Pago de Carraovejas is a single vineyard wine. The Finca comprises of 140 hectares, all red grapes and planted 75% to Tempranillo and 25% to Cabernet Sauvignon. The vines are situated on the southern flank of Carraovejas ridge at 850 meters above sea level. The local micro-climate is harsh and dry: cold winters, hot summers and an annual rainfall less than 400 mm. The soils are low in nutrients with a mix of limestone, chalk and sand. Carefully metered drip irrigation controls vine stress, which along with the terrain, soils and micro-climate, produces grapes of optimum concentration and ripeness, vintage after vintage.
Production is at 66,000 cases and the winery uses a 50 - 50 combination of French (Allier) and American (Ohio and Missouri) oak of which 33% is new oak each year.
They used to make Crianza, Reserva and Gran Reserva styles.
Since the 2015 vintage, the young winemaker, Almudena Calvo, didn't want to follow the rules of labeling wines according to the Ribera del Duero DO regulations. So now, their main focus wine, the Ribera del Duero Cosecha, is a blend of what used to be the Crianza and the Reserva. Only 10% of their wine is exported. The maceration of the reds occurs in fat stainless steel tanks suspended off of a single plane of waffled stainless.
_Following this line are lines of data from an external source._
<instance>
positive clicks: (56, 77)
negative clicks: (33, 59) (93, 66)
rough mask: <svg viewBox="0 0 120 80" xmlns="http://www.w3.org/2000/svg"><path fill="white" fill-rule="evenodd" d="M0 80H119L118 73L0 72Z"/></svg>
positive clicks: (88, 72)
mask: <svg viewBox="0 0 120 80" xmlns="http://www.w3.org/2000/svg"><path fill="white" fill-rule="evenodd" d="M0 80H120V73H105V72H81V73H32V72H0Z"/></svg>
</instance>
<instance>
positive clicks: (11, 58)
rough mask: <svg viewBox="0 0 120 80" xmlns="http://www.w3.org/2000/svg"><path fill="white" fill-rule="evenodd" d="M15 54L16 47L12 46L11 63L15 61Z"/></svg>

Enologist Almudena Calvo oversees the winemaking, based on a philosophy that revolves around 4 essential points:
1) the Pago de Carraovejas hillside terrain as the only source of grapes,
2) keeping grapes as undamaged as possible as they go into the fermenters,
3) Large skin contact surface in the fermenters (unique fermentation vessels),
4) 25% of the blend is Cabernet Sauvignon.
General information regarding Ribera del Duero:
7,500,000 cases of production, 98% Tinto
Red grapes (permissible): Tempranillo, Cabernet Sauvignon, Malbec, Merlot, Garnacha
White grapes (permissible): Albillo
Ribera del Duero decame its own D.O. in 1982
52,800 acres of grapes
Former area of Rosé production, now almost all red wine
Sales: 68% Domestic, 32% Export
"Pago de Carraovejas has earned a place among Wine & Spirits' Top 100 Wineries. Wine & Spirits Magazine will feature Pago de Carraovejas in their 2016 Annual Buying Guide, thanks to the brand's outstanding performance in their tastings. W&S consider this their highest honor: Each year, their panels and critics taste more than 15,000 wines, all under blind conditions, looking for the most distinctive and delicious wines to present to their readers. The Top 100 Wineries earned the highest scores in their tastings this year, with the most consistent performance across their entire range of wines."